Temporary Prosthesis Fabrication
A 6-unit flipper, which was designed (DentalCAD, exocad) to hook around the posterior molars to offer excellent retention, was 3D printed with a nanoceramic, biocompatible denture tooth resin (APEX Teeth [shade A1], SprintRay) (Figure 9). It was delivered immediately following implant placement to guide the soft-tissue healing and maintain esthetics (Figure 10 and Figure 11). The patient wore the flipper for a 4-month healing period, even during eating, which gave the implants time to osseointegrate. When compared with Essix-style retainers, flipper-style provisional restorations can offer greater comfort and function.
Later in the healing period, the flipper was converted into a temporary bridge by removing the wings and adapting the teeth to four temporary abutments with a flowable composite (3M™ Filtek™ Supreme Ultra Flowable Restorative [shade A1], Solventum) (Figure 12).

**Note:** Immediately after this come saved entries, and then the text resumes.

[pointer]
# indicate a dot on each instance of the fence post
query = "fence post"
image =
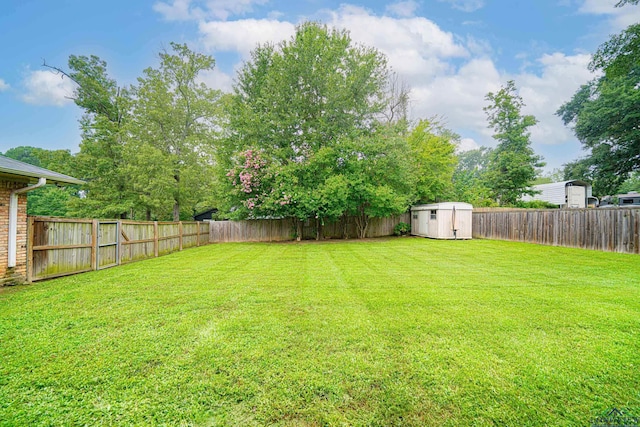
(29, 249)
(94, 244)
(155, 239)
(118, 236)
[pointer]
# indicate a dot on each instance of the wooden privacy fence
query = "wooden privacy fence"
(277, 230)
(613, 230)
(61, 246)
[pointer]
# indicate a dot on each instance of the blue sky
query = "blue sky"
(449, 52)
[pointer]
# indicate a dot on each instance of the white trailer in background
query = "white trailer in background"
(565, 194)
(449, 220)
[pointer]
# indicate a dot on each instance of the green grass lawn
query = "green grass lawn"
(402, 331)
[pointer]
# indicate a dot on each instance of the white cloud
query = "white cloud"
(459, 96)
(243, 35)
(182, 10)
(403, 9)
(466, 5)
(449, 75)
(179, 10)
(47, 88)
(216, 79)
(619, 17)
(543, 94)
(416, 47)
(467, 144)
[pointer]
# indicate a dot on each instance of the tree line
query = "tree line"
(315, 128)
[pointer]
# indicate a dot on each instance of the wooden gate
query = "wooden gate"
(63, 246)
(108, 244)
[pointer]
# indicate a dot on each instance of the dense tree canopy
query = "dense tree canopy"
(316, 129)
(304, 116)
(173, 124)
(469, 181)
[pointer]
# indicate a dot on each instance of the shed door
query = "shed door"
(576, 196)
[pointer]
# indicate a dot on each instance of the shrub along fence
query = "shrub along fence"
(62, 246)
(613, 230)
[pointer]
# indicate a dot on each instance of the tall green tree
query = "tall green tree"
(297, 105)
(101, 159)
(434, 161)
(173, 133)
(604, 113)
(513, 163)
(469, 183)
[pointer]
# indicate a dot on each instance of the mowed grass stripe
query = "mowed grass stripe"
(400, 331)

Final Prosthetic Rehabilitation
After completion of the healing period, the ridge and soft tissue were evaluated and determined to be stable (Figure 13). An impression was then acquired to inform the design and fabrication of the final 6-unit zirconia bridge (Cercon®, Dentsply Sirona) and veneers by the laboratory (Protea Dental Studio) (Figure 14 and Figure 15). Prior to delivery of the final bridge, gingival inflammation was observed at the site of tooth No. 7. A periapical radiograph revealed a periapical radiolucency around the root banking site; therefore, the root was surgically removed. As expected, soft tissue shrinkage followed,3 which resulted in reduced volume in the pontic area. Once the final 6-unit zirconia bridge was ready for delivery, it was seated with gold-plated abutments to ensure optimal esthetics for the patient's thin gingival biotype (Figure 16 through Figure 21).
Conclusion
This case demonstrates the benefits of PET in anterior implant placement, particularly in maintaining ridge integrity and soft-tissue esthetics. With digital planning, root banking for the pontic sites, and thoughtful design of the provisional restoration, a functional and esthetically harmonious outcome was achieved.